A much abridged revision of the adventures of Dr. Syn appeared as a short comic serialized in the monthly publication Disney Adventures. The new story features the heroic Doctor and his young sidekick protecting innocent villagers from corrupt government officials and soldiers. Disney Adventures would also produce a crossover story with the Pirates of the Caribbean film franchise, where coincidentally the meek, mild intellectual country priest / vicar "Dr. Syn" (secretly infamous English smuggler gang leader and rebel in the Scarecrow of Romney Marsh), meets up with Captain Jack Sparrow.

Doctor Syn appears in the League of Extraordinary Gentlemen series as a member of the league gathered by Lemuel Gulliver. His alter ego, Captain Clegg, also makes appearances, where he is mentioned to have had a brief romantic liaison with future teammate Fanny Hill. In the 2003 film adaptation of League, Dr. Syn can be spotted in one of the portraits hanging on the wall in M's library.

== Cultural legacy ==
A "Days of Syn" festival is held even-numbered years by Dymchurch residents for fund-raising. The 2006 "Days of Syn" was on 26–28 August (UK August Bank Holiday weekend) and featured a talk on Dr. Syn at the Anglican church at 6:30 pm. On Sunday at 3 p.m. there was a church service where Dr. Syn and the cast appeared in period costume. On Monday, starting at the Bowery Hall, scenes were reenacted from Doctor Syn, and again during the day along the Dymchurch shoreline and in the Ocean pub.

In 2009, discussions took place to build a 100 ft high statue of "The Scarecrow" on a site in the centre of Romney Marsh.
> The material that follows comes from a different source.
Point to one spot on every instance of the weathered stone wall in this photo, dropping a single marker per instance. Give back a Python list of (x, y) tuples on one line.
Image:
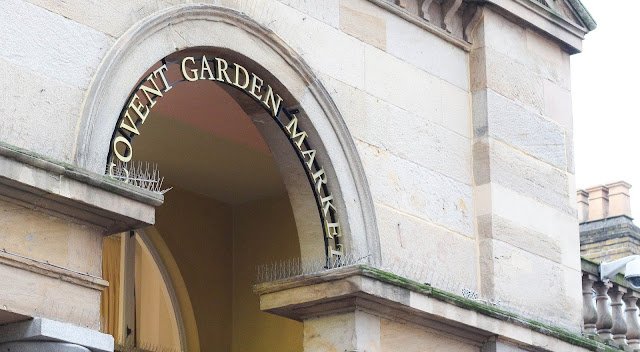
[(523, 169), (609, 239), (485, 195)]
This had not been done by 2016.

Doctor Syn is also the name given to one of the locomotives on the Romney, Hythe and Dymchurch Railway.

Doctor Syn also inspired novelist George Chittenden, who captured smuggling on the Kent coast in his debut novel The Boy Who Led Them, which follows the rise and fall of a smuggling gang leader further down the coast in the town of Deal.

In 2009, an playfully erotic Afrikaans novel, Dagtaak, was published pseudonymously by “D R Syn”. The author's name and some of the traits of the main character in this novel allude to the Dr Syn series. Initial advances to produce an arthouse circuit movie from the novel did not come to fruition.

Two rooms in the Mermaid Inn, Rye (Dr. Syn's Bed Chamber and Dr. Syn's Lounge) are named after the character.